Perfecto! Perempuan yang tengah berusaha membuka pintu kamar 212 itu, menurut penilaianku sungguh sempurna. Rambut hitamnya berkilau melewati bahu, hingga nyaris ke pinggangnya yang ramping. Mata bulat,  bulu mata lentik, bibir kemerahan meski tanpa lipstik, ditambah kaki yang jenjang dan kulit kuning langsat. Mmm…bolehlah diberi nilai sembilan. Naluriku sebagai laki-laki normal mengatakan, dia sungguh luar biasa. Andai saja aku yang masih jomblo ini bisa mengenalnya…
            “Mas…Maaf, mas bisa tolongin saya?” Ampunnn…suara lirih itu, membuat hatiku berdetak makin cepat. Pucuk dicinta ulam tiba. Perempuan ini minta tolong aku?
            “Mas…Maaf, saya mengganggu ya?” teguran yang kedua ini, membuyarkan lamunanku.
            “Ya, ya…nggak…nggak. Bukan….” Gila! Kenapa aku jadi salah tingkah begini? Buru-buru aku mendekati pemilik tubuh sempurna itu. Mmm, kelihatannya dia berusaha keras membuka pintu, tapi tidak berhasil juga. Peluh membanjir di keningnya…Biar gimana pun, dia tetap  c.a.n.t.i.k!
            “Maksud saya, apa yang bisa saya bantu?” tanyaku lagi.
            “Tolongin mas…Pintunya nggak mau kebuka. Padahal tadi saya keluar sebentar, nggak ada masalah. Malas, kalau musti turun ke bawah dulu, beritahu roomboy…” kata cewek itu, sembari menyodorkan kunci pintu kamar.
            Memang, kunci sedikit ngadat. Beberapa kali kucoba, gagal juga…Kelihatannya kunci yang berbentuk kartu dengan program komputer itu, musti diperbaharui lagi. Aku yang sering bertugas keluar kota dan menginap di hotel berbintang juga pernah mengalaminya.
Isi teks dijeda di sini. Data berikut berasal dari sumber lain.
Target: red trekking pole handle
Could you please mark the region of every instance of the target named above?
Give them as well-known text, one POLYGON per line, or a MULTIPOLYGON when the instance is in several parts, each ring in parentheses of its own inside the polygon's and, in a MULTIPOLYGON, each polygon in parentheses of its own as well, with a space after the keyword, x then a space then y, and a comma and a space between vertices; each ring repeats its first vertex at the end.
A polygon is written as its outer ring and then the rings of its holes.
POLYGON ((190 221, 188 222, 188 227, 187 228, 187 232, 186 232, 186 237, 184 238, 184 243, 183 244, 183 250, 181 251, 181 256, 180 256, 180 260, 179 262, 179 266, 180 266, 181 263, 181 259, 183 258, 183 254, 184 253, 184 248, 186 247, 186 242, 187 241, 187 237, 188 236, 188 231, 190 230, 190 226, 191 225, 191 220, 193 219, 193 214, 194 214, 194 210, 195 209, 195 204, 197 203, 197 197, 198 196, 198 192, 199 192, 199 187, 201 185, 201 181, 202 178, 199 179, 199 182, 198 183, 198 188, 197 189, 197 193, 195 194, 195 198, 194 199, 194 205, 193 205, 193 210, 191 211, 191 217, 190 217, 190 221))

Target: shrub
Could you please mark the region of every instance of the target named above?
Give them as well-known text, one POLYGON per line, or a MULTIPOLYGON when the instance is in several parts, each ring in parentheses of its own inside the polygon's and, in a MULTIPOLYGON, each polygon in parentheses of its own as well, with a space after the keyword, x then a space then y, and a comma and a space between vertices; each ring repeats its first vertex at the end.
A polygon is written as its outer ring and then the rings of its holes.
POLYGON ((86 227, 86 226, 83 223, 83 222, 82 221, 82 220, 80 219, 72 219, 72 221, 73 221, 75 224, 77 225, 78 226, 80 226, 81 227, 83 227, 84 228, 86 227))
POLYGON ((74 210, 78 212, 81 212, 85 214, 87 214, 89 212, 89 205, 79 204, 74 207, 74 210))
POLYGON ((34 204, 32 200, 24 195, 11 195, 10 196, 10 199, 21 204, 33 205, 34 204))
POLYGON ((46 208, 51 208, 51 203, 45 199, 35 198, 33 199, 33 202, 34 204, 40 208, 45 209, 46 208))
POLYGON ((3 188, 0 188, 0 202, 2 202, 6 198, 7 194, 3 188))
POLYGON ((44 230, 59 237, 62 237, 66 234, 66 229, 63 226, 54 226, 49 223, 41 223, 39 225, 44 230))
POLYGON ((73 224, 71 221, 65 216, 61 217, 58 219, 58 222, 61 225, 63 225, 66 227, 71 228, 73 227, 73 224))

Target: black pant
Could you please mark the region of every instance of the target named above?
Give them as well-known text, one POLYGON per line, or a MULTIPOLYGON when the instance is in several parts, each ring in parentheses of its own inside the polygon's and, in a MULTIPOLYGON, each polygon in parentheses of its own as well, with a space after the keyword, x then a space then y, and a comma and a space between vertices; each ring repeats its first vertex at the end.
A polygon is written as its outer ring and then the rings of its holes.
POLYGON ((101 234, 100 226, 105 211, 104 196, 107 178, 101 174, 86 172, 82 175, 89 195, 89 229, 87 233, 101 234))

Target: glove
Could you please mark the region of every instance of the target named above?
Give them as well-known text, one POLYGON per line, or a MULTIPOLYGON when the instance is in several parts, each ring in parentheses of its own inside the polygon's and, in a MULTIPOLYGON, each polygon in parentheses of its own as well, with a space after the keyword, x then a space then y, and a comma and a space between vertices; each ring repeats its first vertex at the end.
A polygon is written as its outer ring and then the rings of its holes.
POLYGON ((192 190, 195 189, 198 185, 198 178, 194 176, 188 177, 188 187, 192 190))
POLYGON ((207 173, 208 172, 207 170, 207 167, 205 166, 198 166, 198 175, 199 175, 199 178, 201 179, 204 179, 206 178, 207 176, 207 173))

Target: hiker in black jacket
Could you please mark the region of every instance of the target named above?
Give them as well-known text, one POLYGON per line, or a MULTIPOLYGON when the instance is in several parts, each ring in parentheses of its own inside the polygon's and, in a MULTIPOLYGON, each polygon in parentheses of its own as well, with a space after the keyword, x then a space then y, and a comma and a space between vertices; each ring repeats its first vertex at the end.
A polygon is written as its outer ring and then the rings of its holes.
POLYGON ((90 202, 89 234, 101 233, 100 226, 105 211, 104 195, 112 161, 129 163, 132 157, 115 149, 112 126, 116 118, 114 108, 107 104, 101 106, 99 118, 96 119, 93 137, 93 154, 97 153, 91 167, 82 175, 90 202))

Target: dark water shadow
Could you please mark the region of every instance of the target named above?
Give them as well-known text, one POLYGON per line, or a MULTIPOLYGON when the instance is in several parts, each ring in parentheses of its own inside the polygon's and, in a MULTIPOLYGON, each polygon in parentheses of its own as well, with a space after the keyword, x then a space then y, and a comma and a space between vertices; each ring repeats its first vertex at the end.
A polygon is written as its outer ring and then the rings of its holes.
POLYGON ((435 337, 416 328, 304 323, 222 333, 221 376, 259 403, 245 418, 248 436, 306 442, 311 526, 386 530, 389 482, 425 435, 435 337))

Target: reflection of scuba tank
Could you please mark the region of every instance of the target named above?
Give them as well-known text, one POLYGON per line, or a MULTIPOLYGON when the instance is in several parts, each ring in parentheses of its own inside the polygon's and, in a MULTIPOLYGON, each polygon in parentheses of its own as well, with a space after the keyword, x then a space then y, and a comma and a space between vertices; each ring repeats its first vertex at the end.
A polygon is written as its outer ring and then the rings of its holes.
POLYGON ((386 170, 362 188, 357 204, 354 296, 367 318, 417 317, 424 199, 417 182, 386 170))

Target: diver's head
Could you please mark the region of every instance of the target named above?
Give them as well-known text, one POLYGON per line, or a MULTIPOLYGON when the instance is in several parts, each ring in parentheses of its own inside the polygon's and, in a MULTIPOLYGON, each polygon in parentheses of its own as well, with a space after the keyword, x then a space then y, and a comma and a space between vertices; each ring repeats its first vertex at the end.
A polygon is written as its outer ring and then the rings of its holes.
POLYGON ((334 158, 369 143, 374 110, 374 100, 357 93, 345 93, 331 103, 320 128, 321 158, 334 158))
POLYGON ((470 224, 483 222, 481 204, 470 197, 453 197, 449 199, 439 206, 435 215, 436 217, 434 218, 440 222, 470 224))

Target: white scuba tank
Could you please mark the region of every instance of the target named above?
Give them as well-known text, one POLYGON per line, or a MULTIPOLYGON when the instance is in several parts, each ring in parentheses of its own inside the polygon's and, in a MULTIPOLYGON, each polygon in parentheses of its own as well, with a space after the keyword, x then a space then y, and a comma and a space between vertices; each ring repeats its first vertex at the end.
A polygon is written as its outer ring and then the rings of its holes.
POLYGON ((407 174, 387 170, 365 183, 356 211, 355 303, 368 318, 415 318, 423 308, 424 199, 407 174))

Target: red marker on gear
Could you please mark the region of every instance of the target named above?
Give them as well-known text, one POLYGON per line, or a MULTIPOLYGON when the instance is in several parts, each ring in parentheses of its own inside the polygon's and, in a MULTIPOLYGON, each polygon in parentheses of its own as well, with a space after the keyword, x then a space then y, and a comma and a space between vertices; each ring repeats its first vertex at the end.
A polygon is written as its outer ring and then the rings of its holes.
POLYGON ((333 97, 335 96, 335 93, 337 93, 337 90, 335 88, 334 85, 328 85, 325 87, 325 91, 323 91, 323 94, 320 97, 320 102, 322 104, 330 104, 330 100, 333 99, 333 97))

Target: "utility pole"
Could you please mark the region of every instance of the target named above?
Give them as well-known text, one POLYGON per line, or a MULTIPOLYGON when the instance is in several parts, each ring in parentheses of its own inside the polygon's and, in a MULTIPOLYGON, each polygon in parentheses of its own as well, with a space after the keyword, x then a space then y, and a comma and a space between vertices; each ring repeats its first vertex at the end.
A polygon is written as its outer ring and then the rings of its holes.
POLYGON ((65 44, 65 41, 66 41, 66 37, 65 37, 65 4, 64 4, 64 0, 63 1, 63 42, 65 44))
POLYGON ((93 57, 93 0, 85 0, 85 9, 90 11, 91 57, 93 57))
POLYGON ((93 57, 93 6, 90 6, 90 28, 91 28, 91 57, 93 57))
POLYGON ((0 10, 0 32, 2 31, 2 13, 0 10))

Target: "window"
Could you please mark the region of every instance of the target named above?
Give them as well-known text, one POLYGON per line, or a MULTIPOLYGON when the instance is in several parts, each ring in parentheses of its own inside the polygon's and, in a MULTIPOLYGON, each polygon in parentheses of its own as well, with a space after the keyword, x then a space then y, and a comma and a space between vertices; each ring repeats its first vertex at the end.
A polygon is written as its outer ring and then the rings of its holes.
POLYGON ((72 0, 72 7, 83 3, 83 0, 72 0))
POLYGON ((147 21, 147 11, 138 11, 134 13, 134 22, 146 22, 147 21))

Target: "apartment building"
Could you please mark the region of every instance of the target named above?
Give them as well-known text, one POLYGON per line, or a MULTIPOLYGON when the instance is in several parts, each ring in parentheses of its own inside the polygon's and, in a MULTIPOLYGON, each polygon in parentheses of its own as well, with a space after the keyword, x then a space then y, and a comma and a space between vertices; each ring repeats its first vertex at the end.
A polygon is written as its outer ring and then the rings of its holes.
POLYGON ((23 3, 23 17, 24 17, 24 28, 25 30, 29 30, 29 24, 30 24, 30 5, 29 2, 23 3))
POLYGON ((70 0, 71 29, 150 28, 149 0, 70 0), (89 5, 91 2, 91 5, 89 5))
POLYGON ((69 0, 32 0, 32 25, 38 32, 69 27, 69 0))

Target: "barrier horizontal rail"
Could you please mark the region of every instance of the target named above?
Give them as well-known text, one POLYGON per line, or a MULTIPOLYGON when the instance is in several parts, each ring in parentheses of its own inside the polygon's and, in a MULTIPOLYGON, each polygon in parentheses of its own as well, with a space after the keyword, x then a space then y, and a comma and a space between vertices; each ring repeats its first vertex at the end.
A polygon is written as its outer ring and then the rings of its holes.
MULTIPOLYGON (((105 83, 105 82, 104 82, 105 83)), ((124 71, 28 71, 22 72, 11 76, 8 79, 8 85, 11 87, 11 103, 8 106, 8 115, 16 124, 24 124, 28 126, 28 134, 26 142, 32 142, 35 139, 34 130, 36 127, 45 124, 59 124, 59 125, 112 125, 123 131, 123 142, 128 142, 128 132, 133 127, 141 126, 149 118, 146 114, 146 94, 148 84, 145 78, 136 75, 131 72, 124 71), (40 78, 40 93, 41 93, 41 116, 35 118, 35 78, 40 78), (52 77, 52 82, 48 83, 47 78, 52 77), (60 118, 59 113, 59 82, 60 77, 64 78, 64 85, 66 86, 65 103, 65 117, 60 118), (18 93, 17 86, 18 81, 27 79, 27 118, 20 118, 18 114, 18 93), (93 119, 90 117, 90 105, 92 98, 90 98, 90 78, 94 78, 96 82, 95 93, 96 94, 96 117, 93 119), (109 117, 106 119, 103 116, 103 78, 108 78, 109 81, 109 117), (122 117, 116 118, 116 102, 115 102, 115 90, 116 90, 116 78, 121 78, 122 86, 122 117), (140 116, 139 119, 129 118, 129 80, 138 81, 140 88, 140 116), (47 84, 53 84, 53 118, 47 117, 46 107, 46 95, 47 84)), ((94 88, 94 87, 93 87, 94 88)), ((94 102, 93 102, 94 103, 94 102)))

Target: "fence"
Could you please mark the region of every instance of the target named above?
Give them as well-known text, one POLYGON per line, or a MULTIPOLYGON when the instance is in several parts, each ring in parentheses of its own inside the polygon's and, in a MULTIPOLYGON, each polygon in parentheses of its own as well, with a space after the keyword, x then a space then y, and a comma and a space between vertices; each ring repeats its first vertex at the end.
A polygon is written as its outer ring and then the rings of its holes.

Terkunci di luar, gara-gara kartunya eror.
            “Mbak, kelihatannya kartunya musti diganti atau diprogram lagi. Sebaiknya, mbak ke bawah saja…Minta tolong receptionist. Atau…mau saya telponkan roomboy dari kamar saya? Hanya beda dua kamar dari kamar mbak kok?”
            Cewek sempurna ini menggeleng, lemas. Kelihatan banget dia kecewa.
            “Nggak perlu mas,…saya turun saja ke bawah. Ngerepotin! Terima kasih ya…”
            “Kok terima kasih? Kan belum kebuka pintunya?” Kucoba mengajaknya bercanda. Mmm, lumayan. Entah kenapa, bisa melihat senyumnya saja aku senang.
            “Yahhh…kan mas sudah bela-belain buka. Meski nggak sukses…Ngomong-ngomong kenalin, saya Getha. Baru semalam check in di sini. Rencananya seminggu. Ada tugas kantor..” Tangan dengan jari-jari lentik itu, dia menjabat erat tanganku. Bheuuuh! Lembut dan dingin.
            “Oh, panggil saja saya Gerry. Nggak perlu pakai mas segala… Mas kan di pasaran mahal! Umur kita juga paling beda tipis...” Aduh! Norakku kambuh. Ngapain coba, mengajak orang yang baru kukenal bercanda dengan gaya murahan begini. Mustinya sejak awal aku jaim. Masa manager sebuah perusahaan air mineral, gayanya lebay.
            “Ngelamunin siapa Ger?? Suka bengong dari tadi… “
            Aku tergagap-gagap, kaget. Sumpah! Bego banget aku bisa salah tingkah begini…
            “Ah, nggak…Nggak. Ngantuk saja kali, soalnya pagi-pagi buta musti mengejar pesawat ke kota ini. Abis check in, langsung meeting di kantor cabang sebentar tadi. Kebayang dong…capeknya?”
            “Hebat! Pekerja keras juga ya, Ger. Aduh, pasti saya udah gangguin istirahat kamu deh. Ya udah, saya turun dulu ke bawah. Selamat beristirahat. Ntar kita ketemuan lagi, kalau ada waktu…”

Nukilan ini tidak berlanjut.